In 1862, news of the death of Prince Al­bert, Queen Vic­to­ria’s hus­band, reached Hawai‘i. Soon af­ter, mourn­ing jew­elry, which was gain­ing pop­u­lar­ity in Eng­land quickly caught on in the is­lands. High Chiefess Lili‘u Ka­maka‘eha (who later be­came Queen Lili‘uokalani) or­dered a gold bracelet in the style of tra­di­tional Vic­to­rian black-enam­eled mourn­ing jew­elry with the Hawai­ian phrase “Ho‘omana‘o Mau” (Last­ing Re­mem­brance) and fea­tured de­signs that in­cluded feather capes to rep­re­sent Hawai­ian roy­alty. These com­bined styles crafted in gold with en­grav­ing and enamel in Old English script form the ba­sis for today’s Hawai­ian heir­loom jew­elry.

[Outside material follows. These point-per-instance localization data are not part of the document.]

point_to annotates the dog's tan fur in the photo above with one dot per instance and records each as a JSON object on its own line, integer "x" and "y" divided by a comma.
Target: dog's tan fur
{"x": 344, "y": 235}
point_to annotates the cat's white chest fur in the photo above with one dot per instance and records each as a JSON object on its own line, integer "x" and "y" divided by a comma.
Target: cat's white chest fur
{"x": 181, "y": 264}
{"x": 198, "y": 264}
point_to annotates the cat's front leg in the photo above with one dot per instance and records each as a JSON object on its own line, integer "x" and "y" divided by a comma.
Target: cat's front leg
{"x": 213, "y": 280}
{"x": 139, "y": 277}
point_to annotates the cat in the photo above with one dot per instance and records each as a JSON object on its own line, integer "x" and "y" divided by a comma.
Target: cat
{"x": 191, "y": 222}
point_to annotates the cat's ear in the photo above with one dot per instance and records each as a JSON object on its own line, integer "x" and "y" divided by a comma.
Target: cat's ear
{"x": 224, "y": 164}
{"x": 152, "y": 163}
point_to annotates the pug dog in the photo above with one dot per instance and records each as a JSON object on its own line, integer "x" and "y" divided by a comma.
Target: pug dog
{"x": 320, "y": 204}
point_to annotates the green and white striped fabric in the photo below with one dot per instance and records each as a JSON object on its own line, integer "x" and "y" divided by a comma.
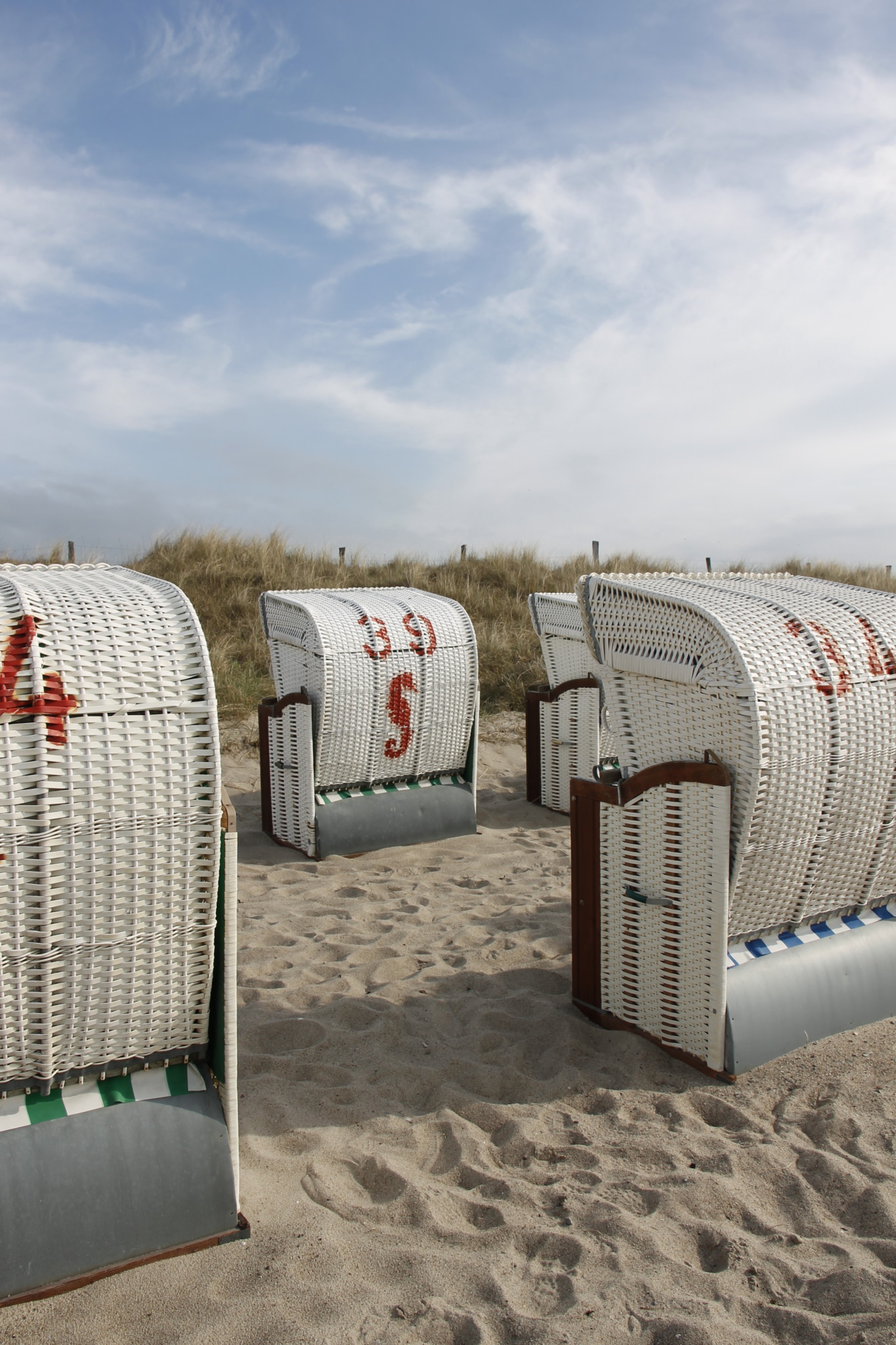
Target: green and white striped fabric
{"x": 393, "y": 787}
{"x": 96, "y": 1094}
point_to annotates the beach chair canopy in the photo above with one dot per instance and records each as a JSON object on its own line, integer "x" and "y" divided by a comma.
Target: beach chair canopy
{"x": 792, "y": 684}
{"x": 109, "y": 822}
{"x": 391, "y": 676}
{"x": 557, "y": 621}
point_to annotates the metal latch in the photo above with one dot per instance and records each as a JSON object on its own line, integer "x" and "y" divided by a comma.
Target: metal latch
{"x": 648, "y": 902}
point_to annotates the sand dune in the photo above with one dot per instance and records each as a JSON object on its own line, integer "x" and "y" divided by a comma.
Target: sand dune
{"x": 437, "y": 1147}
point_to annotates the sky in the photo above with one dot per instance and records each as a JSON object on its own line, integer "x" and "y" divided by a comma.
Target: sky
{"x": 403, "y": 276}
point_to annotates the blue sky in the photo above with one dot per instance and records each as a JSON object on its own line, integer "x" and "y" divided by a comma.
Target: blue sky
{"x": 400, "y": 276}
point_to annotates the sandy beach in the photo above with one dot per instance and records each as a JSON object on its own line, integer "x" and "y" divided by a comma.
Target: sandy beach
{"x": 438, "y": 1147}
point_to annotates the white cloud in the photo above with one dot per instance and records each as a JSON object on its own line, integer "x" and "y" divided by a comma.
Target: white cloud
{"x": 694, "y": 334}
{"x": 215, "y": 50}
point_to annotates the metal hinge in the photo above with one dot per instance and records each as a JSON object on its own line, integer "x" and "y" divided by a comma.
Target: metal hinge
{"x": 648, "y": 902}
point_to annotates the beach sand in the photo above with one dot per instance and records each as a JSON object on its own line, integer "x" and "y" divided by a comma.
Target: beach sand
{"x": 438, "y": 1147}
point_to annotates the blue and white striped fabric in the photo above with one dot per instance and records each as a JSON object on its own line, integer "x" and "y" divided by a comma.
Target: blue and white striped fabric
{"x": 740, "y": 953}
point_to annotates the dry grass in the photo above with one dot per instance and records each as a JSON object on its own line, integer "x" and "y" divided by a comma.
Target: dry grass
{"x": 223, "y": 576}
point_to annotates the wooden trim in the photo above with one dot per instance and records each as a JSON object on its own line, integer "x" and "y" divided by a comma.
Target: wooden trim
{"x": 585, "y": 853}
{"x": 653, "y": 776}
{"x": 612, "y": 1024}
{"x": 264, "y": 753}
{"x": 535, "y": 695}
{"x": 62, "y": 1286}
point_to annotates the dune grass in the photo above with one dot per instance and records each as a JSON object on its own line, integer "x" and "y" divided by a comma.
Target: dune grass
{"x": 224, "y": 573}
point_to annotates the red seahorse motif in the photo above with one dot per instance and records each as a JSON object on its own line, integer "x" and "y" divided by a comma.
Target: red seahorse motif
{"x": 417, "y": 632}
{"x": 399, "y": 712}
{"x": 880, "y": 662}
{"x": 54, "y": 704}
{"x": 379, "y": 634}
{"x": 833, "y": 654}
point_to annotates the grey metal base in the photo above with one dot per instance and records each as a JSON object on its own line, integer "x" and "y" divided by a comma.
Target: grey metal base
{"x": 786, "y": 1000}
{"x": 89, "y": 1192}
{"x": 398, "y": 817}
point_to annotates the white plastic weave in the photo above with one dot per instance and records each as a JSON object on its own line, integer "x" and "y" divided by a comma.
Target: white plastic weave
{"x": 109, "y": 820}
{"x": 662, "y": 967}
{"x": 292, "y": 776}
{"x": 391, "y": 674}
{"x": 792, "y": 682}
{"x": 574, "y": 739}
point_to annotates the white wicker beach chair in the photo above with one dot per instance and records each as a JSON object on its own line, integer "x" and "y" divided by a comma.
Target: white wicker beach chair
{"x": 566, "y": 728}
{"x": 117, "y": 880}
{"x": 756, "y": 726}
{"x": 371, "y": 739}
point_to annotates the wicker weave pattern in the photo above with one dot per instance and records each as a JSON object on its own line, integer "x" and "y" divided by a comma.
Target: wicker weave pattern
{"x": 570, "y": 743}
{"x": 575, "y": 734}
{"x": 292, "y": 778}
{"x": 662, "y": 967}
{"x": 391, "y": 676}
{"x": 792, "y": 682}
{"x": 109, "y": 820}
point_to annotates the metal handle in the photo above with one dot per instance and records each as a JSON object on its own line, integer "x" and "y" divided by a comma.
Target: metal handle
{"x": 648, "y": 902}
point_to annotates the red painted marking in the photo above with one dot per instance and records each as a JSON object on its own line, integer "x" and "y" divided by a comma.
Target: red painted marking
{"x": 399, "y": 712}
{"x": 882, "y": 662}
{"x": 379, "y": 634}
{"x": 417, "y": 632}
{"x": 54, "y": 704}
{"x": 833, "y": 654}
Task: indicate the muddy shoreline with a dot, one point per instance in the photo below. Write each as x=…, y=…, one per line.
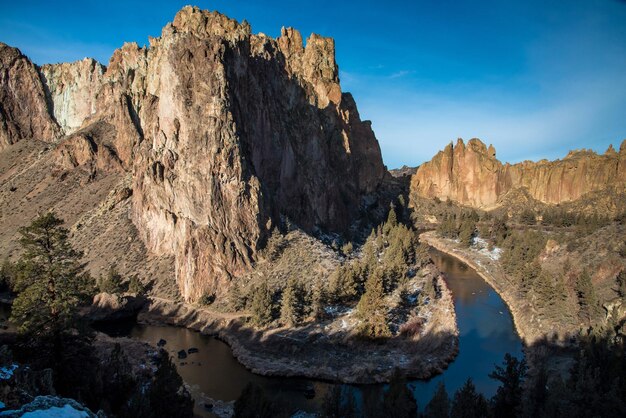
x=493, y=274
x=310, y=352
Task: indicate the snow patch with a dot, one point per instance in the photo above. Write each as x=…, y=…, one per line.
x=482, y=247
x=6, y=372
x=67, y=411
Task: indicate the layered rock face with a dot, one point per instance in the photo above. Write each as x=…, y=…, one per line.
x=71, y=90
x=23, y=107
x=471, y=175
x=224, y=132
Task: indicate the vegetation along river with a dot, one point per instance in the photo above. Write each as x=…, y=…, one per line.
x=486, y=334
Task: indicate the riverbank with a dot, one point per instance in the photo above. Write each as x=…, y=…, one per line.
x=325, y=350
x=491, y=271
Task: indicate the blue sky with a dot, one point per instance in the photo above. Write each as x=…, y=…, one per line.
x=535, y=78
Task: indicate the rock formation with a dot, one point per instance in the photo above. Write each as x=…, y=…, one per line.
x=24, y=112
x=224, y=132
x=471, y=175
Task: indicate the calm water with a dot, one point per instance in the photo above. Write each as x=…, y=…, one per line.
x=486, y=334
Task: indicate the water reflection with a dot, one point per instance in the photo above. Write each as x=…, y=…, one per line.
x=486, y=331
x=486, y=334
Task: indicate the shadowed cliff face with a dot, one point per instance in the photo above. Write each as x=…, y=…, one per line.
x=471, y=175
x=223, y=131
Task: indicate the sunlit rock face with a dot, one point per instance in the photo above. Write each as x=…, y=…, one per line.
x=224, y=131
x=71, y=91
x=471, y=175
x=24, y=111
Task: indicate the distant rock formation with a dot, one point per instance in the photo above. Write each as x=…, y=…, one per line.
x=24, y=112
x=471, y=175
x=224, y=132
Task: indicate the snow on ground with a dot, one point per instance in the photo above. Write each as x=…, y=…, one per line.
x=7, y=371
x=55, y=412
x=483, y=247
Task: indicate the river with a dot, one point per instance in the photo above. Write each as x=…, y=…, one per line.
x=486, y=334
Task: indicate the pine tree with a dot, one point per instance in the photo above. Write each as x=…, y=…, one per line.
x=507, y=400
x=262, y=305
x=398, y=400
x=439, y=405
x=527, y=217
x=317, y=302
x=167, y=394
x=467, y=403
x=338, y=403
x=371, y=308
x=52, y=284
x=466, y=232
x=292, y=306
x=236, y=300
x=112, y=283
x=254, y=403
x=392, y=220
x=620, y=280
x=135, y=286
x=586, y=297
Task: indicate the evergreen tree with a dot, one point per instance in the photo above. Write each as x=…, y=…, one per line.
x=392, y=220
x=167, y=394
x=292, y=306
x=135, y=286
x=527, y=217
x=586, y=297
x=254, y=403
x=398, y=400
x=466, y=232
x=439, y=405
x=112, y=283
x=467, y=403
x=338, y=403
x=236, y=300
x=507, y=400
x=620, y=280
x=371, y=308
x=52, y=284
x=317, y=302
x=117, y=379
x=262, y=305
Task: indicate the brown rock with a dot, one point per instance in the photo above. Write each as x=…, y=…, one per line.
x=223, y=131
x=24, y=112
x=72, y=89
x=471, y=175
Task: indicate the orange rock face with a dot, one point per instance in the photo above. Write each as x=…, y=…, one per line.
x=223, y=131
x=471, y=175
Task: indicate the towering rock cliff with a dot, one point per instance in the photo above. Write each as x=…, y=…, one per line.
x=23, y=108
x=224, y=132
x=471, y=175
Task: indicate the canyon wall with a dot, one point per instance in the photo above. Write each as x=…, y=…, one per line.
x=223, y=131
x=471, y=174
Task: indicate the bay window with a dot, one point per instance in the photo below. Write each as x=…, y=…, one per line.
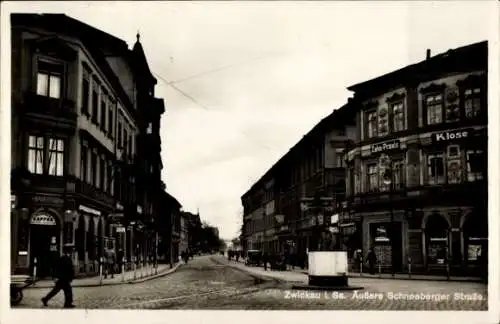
x=56, y=157
x=398, y=122
x=110, y=121
x=399, y=172
x=434, y=108
x=104, y=100
x=95, y=101
x=85, y=92
x=84, y=164
x=436, y=168
x=48, y=81
x=372, y=177
x=45, y=155
x=472, y=102
x=372, y=124
x=35, y=154
x=476, y=165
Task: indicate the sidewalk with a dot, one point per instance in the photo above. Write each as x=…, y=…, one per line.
x=400, y=276
x=141, y=275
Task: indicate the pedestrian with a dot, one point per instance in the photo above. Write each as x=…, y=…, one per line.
x=119, y=259
x=110, y=262
x=372, y=260
x=65, y=274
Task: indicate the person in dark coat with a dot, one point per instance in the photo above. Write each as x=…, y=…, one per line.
x=265, y=260
x=65, y=274
x=372, y=260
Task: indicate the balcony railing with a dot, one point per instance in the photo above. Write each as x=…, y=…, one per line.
x=58, y=108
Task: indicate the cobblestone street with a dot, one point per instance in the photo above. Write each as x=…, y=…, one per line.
x=205, y=284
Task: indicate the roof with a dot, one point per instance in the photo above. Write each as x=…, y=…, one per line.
x=335, y=119
x=465, y=58
x=95, y=40
x=169, y=199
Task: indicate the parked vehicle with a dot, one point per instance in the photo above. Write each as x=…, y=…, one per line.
x=17, y=284
x=278, y=262
x=254, y=257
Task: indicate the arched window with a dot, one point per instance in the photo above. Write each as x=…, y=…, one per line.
x=475, y=234
x=91, y=240
x=437, y=233
x=80, y=238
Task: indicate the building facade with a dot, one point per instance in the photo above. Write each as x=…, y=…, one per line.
x=75, y=124
x=273, y=219
x=417, y=176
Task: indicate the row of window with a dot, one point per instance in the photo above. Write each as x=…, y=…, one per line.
x=385, y=120
x=96, y=102
x=46, y=155
x=442, y=167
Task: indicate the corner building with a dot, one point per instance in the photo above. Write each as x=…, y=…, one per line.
x=429, y=120
x=75, y=123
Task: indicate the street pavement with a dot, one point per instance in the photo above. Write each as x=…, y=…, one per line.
x=212, y=282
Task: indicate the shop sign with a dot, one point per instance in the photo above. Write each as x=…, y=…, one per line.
x=89, y=210
x=451, y=135
x=47, y=200
x=386, y=146
x=334, y=219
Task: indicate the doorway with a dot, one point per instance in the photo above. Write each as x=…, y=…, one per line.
x=44, y=244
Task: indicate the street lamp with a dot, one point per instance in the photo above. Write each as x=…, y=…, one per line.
x=386, y=164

Con­tem­po­rary jewel­ers have em­braced the style adored by the Queen but have also made strides in mod­ern­iz­ing Hawai­ian jew­elry. The English in­flu­ence re­mains but is sub­tle and now bears de­signs that re­flect the Hawai­ian cul­ture.

Pop­u­lar jewel­ers found around Waikiki in­clude Na Hoku, Maui Divers Jew­elry, Makani Hawaii, LeiLei Hawai­ian Jew­elry, Koa Nani Lux­ury Hawai­ian Jew­elry, Olivia Hawai­ian Heir­loom Jew­elry, Sil­ver Rhino and Laki Hawai­ian De­sign. At Waikiki-based jeweler Sa­cred Jewels of Mu, each piece be­gins with draw­ings, which are mod­eled into a three-di­men­sional pro­gram for fur­ther re­fine­ment. A wax model is then crafted be­fore casts of gold or sil­ver are made. In keep­ing with the jew­elry en­grav­ing tra­di­tions from the Vic­to­rian era, master ar­ti­sans hand-fin­ish the en­grav­ing on each piece.

Hawai­ian Heir­loom Jew­elry has come a long way. What started as a re­flec­tion of one woman’s sen­ti­ment has evolved into a last­ing sym­bol of Hawai‘i’s monar­chy and a way for us to com­mem­o­rate sig­nif­i­cant mile­stones in our lives.